The paper substantiates that the primary mechanism behind the Lottery Ticket Hypothesis is not solely the fortunate choice of initial weights, but the preservation and improvement of gradient flow in the subnetwork, particularly when mask selection is coupled with initialization. It is demonstrated that lottery tickets identified at initialization thrive because their connectivity facilitates superior gradient propagation throughout training, enabling faster and more stable convergence.

Figure 3: ResNet-50 results showcasing the impact of mask-update strategies on sparse model training dynamics.

The authors further validate these claims using ResNet-50 and LeNet5 architectures, revealing marked improvements in accuracy and convergence rates when masks are selected to maximize gradient localization and flow, as opposed to simply pruning based on magnitude or random heuristics.

Figure 4: LeNet5 empirical outcomes under diverse pruning and mask-update schemes.

Practical and Theoretical Implications

The findings offer several practical insights:

Dynamic Mask Updates: Dynamic mask-update schemes such as RigL empirically outperform static alternatives, maintaining better gradient flow and reducing starvation. This demonstrates the necessity of adaptive sparsity mechanisms for robust training.
Gradient-Aware Mask Selection: Pruning strategies should not only target magnitude but should explicitly consider gradient distribution to optimize training.
Hessian Spectral Analysis: Spectral features of the Hessian can serve as diagnostic tools for assessing mask quality and predicting sparse network trainability.

Theoretically, the results challenge the common notion that initialization is the dominant factor in subnetwork success, arguing that gradient propagation plays an equally, if not more, critical role. This paves the way for a deeper understanding of how sparse networks learn, and guides future efforts on optimizing mask selection for efficient training.

Speculations on Future AI Directions

The insights from this paper may guide future developments in efficient, scalable deep learning. Gradient flow-aware sparsification techniques could become mainstream, especially in massive models where computational resources are bottlenecked. The coupling of structural sparsity with dynamic mask updates informed by gradient diagnostics might lead to new architectures and training protocols that are both theoretically elegant and empirically superior.
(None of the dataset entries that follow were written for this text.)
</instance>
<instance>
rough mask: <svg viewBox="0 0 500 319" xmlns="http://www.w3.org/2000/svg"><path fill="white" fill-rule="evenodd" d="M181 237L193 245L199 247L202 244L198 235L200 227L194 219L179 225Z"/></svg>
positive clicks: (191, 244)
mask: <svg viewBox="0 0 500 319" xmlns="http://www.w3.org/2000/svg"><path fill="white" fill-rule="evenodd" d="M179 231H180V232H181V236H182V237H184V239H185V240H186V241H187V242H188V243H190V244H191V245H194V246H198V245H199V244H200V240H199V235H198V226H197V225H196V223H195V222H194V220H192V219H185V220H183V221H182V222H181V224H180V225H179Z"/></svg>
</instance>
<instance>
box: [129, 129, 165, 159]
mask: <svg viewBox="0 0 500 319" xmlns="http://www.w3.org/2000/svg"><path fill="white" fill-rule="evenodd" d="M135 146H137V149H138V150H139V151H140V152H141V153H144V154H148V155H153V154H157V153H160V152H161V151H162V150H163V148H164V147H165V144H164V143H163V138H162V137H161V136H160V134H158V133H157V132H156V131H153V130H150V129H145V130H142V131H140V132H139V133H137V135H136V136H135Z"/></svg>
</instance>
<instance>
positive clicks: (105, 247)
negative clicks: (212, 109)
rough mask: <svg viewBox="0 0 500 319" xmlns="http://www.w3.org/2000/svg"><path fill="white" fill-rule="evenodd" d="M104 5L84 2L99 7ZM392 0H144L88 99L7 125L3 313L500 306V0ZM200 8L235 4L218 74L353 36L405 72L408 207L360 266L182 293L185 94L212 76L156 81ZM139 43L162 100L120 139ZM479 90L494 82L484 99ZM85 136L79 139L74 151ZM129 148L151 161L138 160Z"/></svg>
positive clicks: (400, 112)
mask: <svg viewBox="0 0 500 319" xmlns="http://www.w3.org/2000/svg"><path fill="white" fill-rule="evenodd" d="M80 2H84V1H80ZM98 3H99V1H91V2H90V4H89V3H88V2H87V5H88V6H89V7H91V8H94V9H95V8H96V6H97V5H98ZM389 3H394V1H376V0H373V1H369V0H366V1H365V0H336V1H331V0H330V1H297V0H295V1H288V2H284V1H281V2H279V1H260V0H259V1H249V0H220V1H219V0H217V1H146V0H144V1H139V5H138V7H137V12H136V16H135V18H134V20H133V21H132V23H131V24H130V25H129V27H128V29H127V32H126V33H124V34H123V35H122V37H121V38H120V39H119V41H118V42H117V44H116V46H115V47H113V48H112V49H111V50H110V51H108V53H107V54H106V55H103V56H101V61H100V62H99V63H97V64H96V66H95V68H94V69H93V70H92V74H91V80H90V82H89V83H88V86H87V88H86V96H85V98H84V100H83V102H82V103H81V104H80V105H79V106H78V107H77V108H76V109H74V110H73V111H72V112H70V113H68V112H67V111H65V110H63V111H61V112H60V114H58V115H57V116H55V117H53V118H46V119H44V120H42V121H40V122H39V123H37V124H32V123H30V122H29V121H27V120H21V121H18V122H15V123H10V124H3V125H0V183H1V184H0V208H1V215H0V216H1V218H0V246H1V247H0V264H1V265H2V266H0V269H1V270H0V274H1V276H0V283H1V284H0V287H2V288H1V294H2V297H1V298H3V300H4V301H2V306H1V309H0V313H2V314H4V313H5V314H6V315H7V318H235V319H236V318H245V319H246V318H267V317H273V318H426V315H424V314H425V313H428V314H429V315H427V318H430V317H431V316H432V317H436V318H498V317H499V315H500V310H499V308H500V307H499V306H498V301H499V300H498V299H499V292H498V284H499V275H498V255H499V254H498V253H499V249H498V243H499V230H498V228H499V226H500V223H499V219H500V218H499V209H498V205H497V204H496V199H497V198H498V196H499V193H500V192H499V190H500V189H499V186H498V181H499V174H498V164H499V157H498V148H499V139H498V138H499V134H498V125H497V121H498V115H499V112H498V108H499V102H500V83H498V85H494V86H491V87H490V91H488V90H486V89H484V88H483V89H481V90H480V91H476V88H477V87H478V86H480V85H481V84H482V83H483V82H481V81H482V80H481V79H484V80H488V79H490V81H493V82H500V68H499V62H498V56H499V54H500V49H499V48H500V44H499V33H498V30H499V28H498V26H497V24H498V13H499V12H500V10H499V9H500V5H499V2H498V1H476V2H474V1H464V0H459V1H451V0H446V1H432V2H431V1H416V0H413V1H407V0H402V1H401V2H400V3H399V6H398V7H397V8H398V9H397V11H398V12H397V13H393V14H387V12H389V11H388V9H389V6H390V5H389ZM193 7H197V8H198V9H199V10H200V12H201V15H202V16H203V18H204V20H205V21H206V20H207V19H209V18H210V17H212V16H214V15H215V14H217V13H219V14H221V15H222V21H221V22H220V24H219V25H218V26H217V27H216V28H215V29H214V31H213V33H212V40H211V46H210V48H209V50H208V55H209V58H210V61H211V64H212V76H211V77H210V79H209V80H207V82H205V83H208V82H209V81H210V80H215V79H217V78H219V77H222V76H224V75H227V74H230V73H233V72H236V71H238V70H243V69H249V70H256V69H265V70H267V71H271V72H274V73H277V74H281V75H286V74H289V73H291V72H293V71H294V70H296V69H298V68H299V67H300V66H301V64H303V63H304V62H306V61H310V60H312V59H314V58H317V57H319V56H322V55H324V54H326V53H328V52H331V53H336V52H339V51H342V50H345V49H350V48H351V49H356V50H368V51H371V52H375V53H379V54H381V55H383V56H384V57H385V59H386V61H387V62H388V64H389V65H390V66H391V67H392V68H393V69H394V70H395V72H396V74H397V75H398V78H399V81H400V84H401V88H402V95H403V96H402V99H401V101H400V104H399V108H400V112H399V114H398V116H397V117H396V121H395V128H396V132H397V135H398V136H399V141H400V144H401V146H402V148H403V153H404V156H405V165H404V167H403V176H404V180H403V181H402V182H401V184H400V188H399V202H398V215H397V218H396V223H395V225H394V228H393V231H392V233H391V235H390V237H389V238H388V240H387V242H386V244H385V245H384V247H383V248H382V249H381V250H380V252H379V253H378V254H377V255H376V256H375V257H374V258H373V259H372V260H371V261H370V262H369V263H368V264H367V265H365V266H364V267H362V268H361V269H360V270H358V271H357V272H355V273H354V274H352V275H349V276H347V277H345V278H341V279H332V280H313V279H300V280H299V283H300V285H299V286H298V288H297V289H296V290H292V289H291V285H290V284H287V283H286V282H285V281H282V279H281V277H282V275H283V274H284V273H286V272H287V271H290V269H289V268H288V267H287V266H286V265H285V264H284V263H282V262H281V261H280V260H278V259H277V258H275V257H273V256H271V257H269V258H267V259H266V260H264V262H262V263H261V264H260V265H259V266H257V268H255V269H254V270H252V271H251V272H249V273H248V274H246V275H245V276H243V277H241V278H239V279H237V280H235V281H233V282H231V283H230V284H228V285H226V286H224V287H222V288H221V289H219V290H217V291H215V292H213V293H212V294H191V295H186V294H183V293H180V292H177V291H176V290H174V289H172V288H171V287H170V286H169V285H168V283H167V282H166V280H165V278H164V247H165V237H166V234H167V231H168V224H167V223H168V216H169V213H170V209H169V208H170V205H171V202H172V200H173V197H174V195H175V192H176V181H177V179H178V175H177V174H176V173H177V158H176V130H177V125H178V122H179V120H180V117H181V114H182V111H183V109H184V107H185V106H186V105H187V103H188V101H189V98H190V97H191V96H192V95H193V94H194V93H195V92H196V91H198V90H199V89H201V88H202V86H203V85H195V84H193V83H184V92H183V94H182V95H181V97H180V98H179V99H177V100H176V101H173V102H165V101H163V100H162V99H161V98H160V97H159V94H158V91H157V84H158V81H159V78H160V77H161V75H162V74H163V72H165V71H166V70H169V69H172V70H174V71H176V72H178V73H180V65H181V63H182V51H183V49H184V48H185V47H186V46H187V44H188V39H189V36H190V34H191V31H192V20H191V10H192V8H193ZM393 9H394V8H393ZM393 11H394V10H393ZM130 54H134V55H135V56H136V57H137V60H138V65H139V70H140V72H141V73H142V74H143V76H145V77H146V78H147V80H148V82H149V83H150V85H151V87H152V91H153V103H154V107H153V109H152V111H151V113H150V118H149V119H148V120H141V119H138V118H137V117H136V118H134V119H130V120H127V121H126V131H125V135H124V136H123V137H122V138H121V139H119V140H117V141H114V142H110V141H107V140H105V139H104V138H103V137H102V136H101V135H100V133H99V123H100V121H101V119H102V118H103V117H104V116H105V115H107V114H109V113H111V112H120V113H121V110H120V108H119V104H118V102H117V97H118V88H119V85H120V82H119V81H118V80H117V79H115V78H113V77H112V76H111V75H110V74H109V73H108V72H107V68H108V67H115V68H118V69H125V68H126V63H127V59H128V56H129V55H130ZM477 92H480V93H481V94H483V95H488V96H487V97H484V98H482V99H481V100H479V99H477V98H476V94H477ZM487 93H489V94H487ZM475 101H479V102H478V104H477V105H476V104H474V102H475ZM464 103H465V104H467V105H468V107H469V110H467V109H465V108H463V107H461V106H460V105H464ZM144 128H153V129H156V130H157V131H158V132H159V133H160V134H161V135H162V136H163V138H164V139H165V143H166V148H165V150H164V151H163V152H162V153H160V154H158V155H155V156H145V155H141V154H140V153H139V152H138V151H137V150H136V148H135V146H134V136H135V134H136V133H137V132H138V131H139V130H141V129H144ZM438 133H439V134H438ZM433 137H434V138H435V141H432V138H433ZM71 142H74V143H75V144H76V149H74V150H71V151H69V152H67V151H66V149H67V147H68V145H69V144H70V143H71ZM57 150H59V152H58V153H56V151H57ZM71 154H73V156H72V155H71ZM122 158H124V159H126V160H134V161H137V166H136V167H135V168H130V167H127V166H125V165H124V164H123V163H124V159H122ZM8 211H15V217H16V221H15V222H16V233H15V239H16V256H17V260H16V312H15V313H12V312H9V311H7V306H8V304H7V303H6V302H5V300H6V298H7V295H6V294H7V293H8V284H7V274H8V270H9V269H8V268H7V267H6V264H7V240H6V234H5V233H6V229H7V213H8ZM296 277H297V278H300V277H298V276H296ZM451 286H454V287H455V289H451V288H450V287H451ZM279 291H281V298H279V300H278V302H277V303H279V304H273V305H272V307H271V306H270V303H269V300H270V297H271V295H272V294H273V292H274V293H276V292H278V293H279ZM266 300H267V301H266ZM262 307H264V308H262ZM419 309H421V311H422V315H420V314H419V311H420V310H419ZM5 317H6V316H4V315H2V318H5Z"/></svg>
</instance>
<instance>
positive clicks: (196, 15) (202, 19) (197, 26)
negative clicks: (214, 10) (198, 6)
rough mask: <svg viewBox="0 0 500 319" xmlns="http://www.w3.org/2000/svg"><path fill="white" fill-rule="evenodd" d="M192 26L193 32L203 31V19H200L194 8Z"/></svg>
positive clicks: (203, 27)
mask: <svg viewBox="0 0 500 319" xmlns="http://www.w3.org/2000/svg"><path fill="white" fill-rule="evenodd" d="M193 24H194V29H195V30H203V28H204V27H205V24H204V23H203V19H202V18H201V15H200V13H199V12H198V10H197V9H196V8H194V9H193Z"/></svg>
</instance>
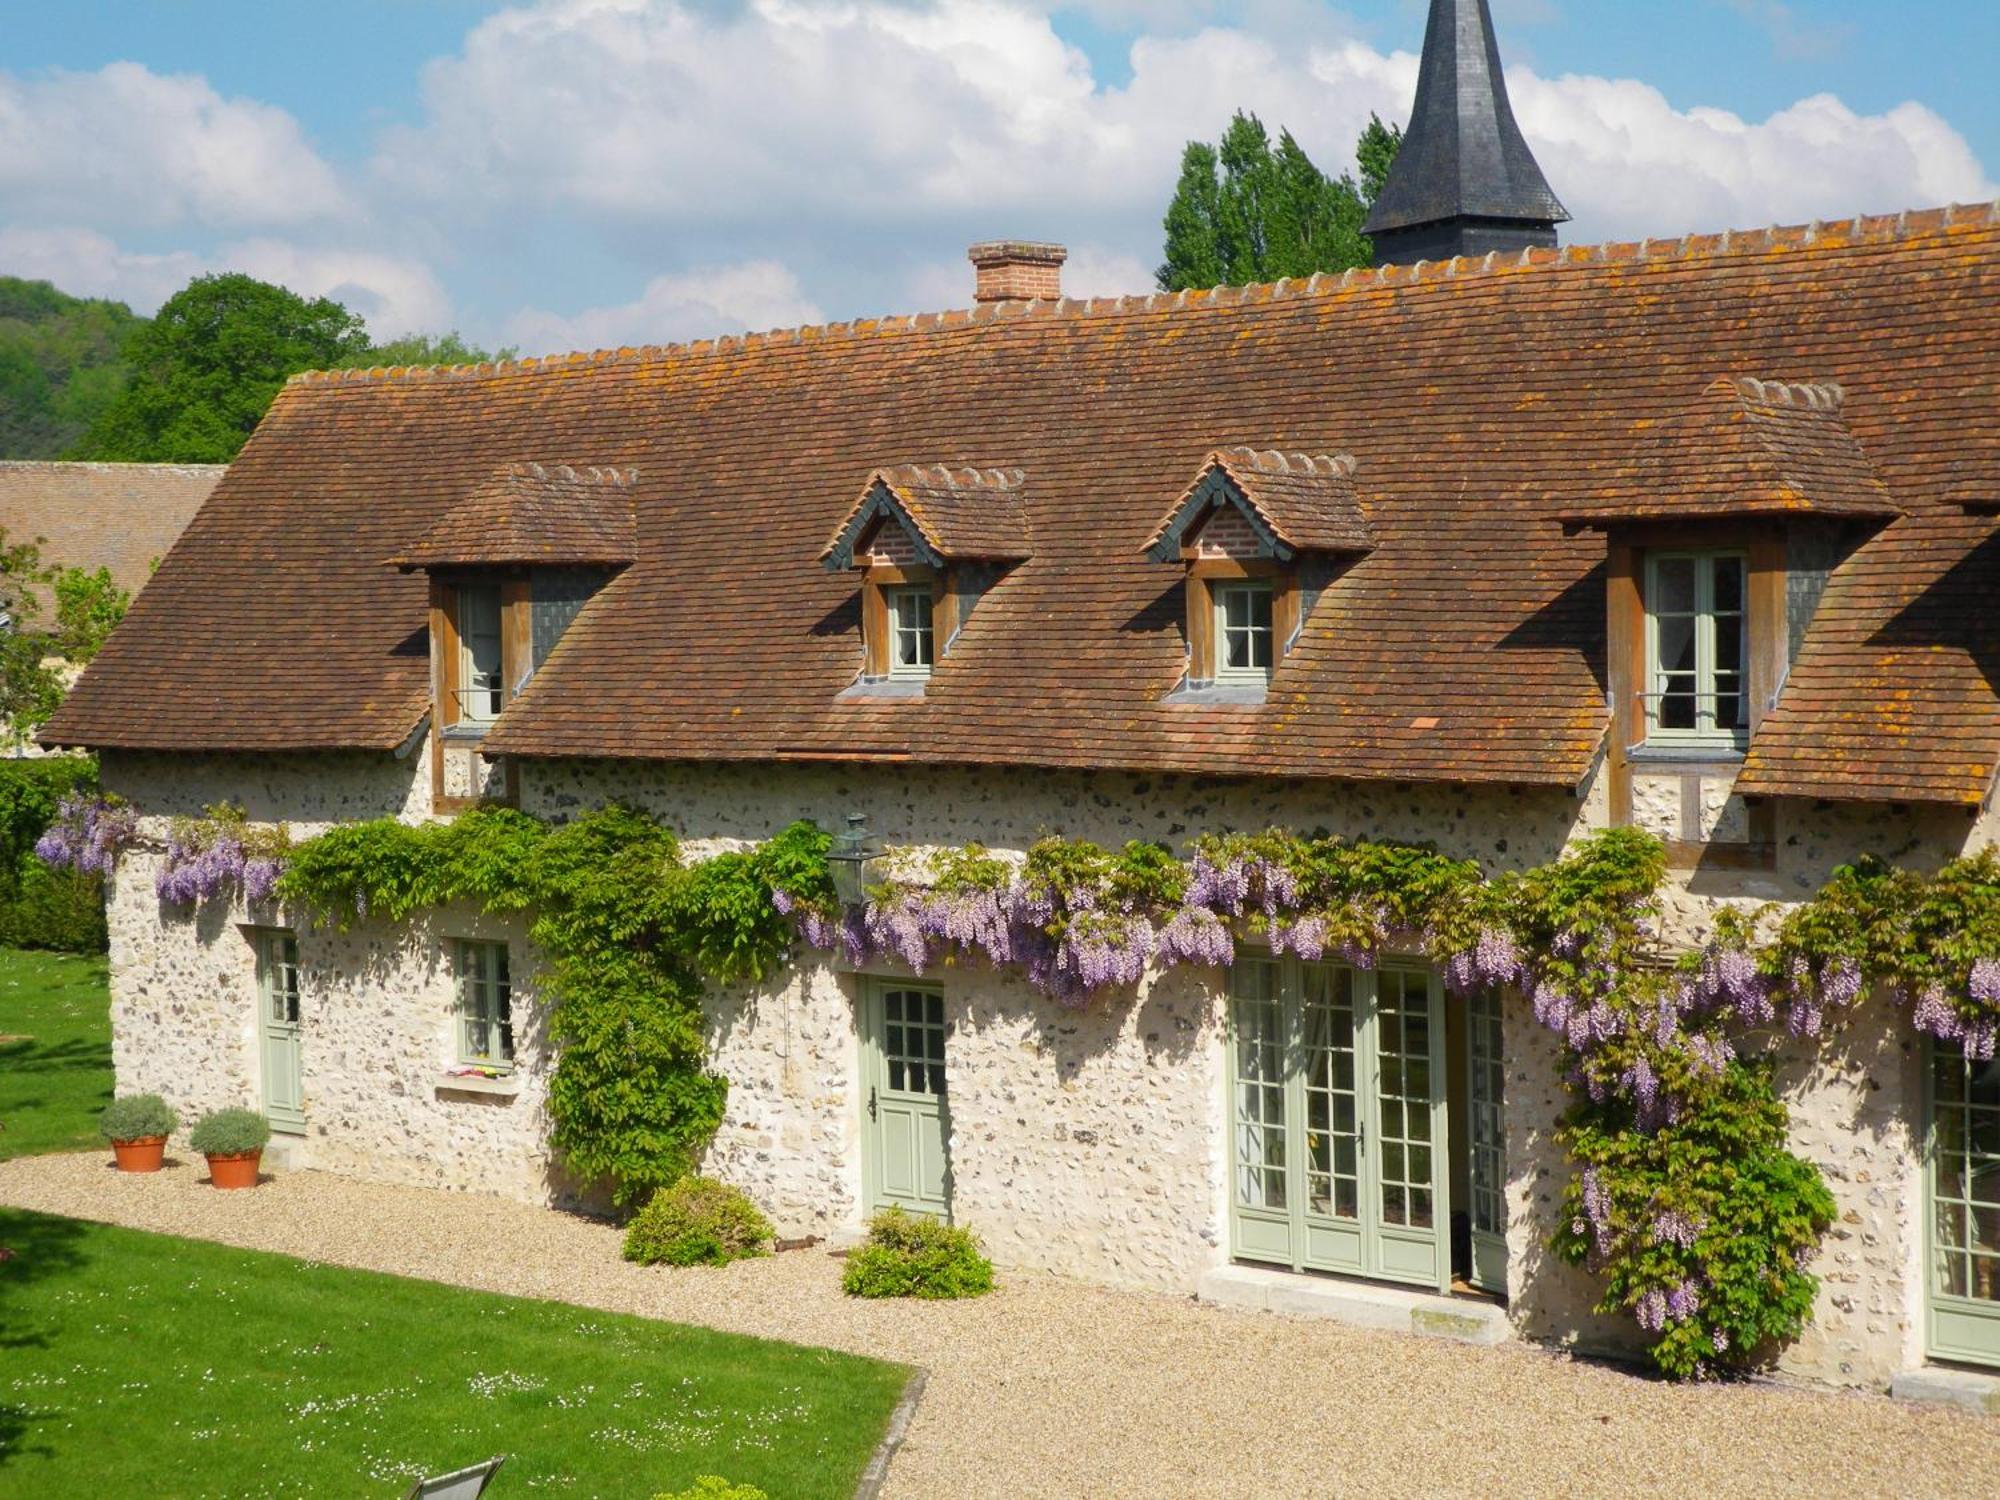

It is plausible that future sparse-training algorithms will integrate spectral monitoring and gradient-based mask refinement as standard features. Additionally, the nuanced link between mask topology and optimization landscape may have implications for transfer learning, federated training, and edge deployments, where resource constraints are paramount.

Conclusion

This paper delivers a rigorous evaluation of gradient flow in sparse neural networks, demonstrating that the efficacy of Lottery Ticket-based subnetworks hinges on superior gradient propagation rather than initialization alone. The empirical results across multiple architectures and mask-update regimes provide strong evidence that dynamic, gradient-aware sparsification strategies are crucial for efficient sparse training. These findings have substantial implications for both theoretical understanding and practical deployment of scalable deep learning models.